Missing Authentication for Critical Function

Summary

A review of mcp-gitlab-server at commit 80a7b4cf3fba6b55389c0ef491a48190f7c8996a uncovered that the SSE HTTP transport -- advertised in the README and comparison table as a differentiating feature -- runs with no authentication and wildcard CORS on every endpoint. The maintainers' own roadmap confirms auth is a known gap. When `USE_SSE=true`, the HTTP server in `src/transport.ts` sets: res.setHeader('Access-Control-Allow-Origin', '*'); res.setHeader('Access-Control-Allow-Methods', 'GET, POST'); res.setHeader('Access-Control-Allow-Headers', 'Content-Type'); The `httpServer.listen(port)` call at line 97 passes no host argument -- Node.js defaults to 0.0.0.0, binding on all interfaces. Two endpoints are exposed with no credential check: `GET /sse` -- opens an SSE connection, returns a session endpoint URL `POST /messages?sessionId=<id>` -- sends MCP messages to the server using the loaded `GITLAB_PERSONAL_ACCESS_TOKEN` Any caller who can reach the port -- LAN, cloud instance, or via the browser-tab vector the wildcard CORS enables -- gets full access to all 86 tools the server exposes using the operator's GitLab PAT. That includes `delete_repository`, `delete_group, push_files`, `create_merge_request`, `update_repository_settings`, and any other tool the server exposes.

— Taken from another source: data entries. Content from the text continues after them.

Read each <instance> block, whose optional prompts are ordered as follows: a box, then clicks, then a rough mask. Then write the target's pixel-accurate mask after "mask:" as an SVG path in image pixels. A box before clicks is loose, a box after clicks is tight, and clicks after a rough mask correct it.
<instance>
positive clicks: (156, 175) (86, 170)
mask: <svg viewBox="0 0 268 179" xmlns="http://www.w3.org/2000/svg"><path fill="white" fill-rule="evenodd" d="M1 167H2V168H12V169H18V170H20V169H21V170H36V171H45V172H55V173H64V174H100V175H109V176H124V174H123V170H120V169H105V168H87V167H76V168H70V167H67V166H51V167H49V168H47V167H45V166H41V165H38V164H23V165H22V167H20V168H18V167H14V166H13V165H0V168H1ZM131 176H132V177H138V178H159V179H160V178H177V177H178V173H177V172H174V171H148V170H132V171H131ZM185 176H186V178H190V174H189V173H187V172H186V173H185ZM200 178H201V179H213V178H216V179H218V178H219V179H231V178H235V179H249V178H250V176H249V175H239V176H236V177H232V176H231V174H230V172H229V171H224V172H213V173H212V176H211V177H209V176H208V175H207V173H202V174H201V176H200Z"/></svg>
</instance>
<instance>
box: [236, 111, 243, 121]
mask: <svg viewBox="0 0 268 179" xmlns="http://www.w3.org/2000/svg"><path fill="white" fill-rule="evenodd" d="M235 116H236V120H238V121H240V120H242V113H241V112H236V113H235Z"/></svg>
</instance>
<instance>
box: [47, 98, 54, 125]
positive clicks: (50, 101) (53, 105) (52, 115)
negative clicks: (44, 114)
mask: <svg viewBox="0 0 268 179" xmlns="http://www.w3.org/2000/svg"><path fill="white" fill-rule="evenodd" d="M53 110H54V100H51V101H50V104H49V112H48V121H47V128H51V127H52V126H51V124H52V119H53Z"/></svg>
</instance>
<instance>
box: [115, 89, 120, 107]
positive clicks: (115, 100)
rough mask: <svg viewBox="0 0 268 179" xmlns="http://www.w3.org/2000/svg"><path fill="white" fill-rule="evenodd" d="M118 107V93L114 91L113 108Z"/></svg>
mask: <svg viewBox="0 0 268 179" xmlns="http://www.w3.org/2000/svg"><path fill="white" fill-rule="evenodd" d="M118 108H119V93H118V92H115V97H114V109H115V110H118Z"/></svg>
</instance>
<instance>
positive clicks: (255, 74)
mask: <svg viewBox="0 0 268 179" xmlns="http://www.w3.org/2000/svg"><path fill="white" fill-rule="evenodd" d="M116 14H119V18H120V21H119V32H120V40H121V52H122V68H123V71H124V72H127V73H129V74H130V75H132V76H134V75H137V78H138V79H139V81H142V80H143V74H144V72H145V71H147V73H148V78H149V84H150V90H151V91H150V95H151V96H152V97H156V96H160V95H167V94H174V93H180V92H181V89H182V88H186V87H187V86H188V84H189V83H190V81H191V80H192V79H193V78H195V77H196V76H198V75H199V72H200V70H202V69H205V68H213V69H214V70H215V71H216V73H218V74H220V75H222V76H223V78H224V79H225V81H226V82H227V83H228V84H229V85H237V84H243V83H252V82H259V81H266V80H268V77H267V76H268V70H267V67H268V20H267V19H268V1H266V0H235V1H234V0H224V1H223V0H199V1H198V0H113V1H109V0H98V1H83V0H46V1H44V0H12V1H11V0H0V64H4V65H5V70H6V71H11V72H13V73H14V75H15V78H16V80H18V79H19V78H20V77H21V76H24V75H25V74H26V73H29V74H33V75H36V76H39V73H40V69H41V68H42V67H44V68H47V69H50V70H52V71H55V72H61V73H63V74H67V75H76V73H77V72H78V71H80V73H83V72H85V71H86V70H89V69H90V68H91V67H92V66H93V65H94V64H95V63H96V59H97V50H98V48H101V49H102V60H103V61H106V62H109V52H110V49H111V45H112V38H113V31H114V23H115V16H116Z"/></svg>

The PAT doesn't leave the process, but every API call it backs is available to the unauthenticated caller. The wildcard CORS makes the browser-tab vector direct: any web page the operator visits while the server is running can open an SSE connection and make tool calls via cross-origin fetch. No user interaction beyond visiting the page. This issue affects @yoda.digital/gitlab-mcp-server versions prior to 0.6.0.